We finally had the chance to place the rocks around my mom’s memorial tree yesterday.  After a lovely, and filling, brunch my family and I gathered around the tree I planted in my mom’s memory and we placed the river rocks etched with words that represented what friends and family remembered about her.  The best part of this moment is that is was not a somber occasion but a time filled with meaningful memories of a wonderful woman.  It was a brief juncture in our day where we could remember the happy times and not be plagued with the sadness and the sense of loss.
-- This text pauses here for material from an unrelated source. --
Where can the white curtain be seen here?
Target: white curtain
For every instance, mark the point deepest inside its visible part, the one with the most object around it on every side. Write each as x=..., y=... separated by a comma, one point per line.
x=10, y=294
I cannot think of a better tribute for Mother’s Day.  My mom would be happy to know that we are able to embrace the multitude of wonderful moments we had in our lives and not focus on the fact that she was not able to be here to help us celebrate.  The power of what she was in lives is more than enough to compensate for the reality that she not physically here.

Her memory and the many lessons she taught will continue to exist within us.   Her love grows with each hug we give our family and our friends and we do her justice by continuing to live each day as if she were still here and covertly guiding our every move.

She would want us to be happy.  She would urge us to sacrifice ourselves for the things we believe in, the things we truly want, and she would tell us to never give up.  I can hear her voice in my head saying “if it’s worth having, it’s worth fighting for”.

I would move the Earth and the Sun to have her here for one more day but I will live each day contented by the fact that she resides in my heart.  Her voice is strong in my ears and her determination flows in my veins.

I am my mother’s daughter and I celebrate the fact that there is no stronger definition of me.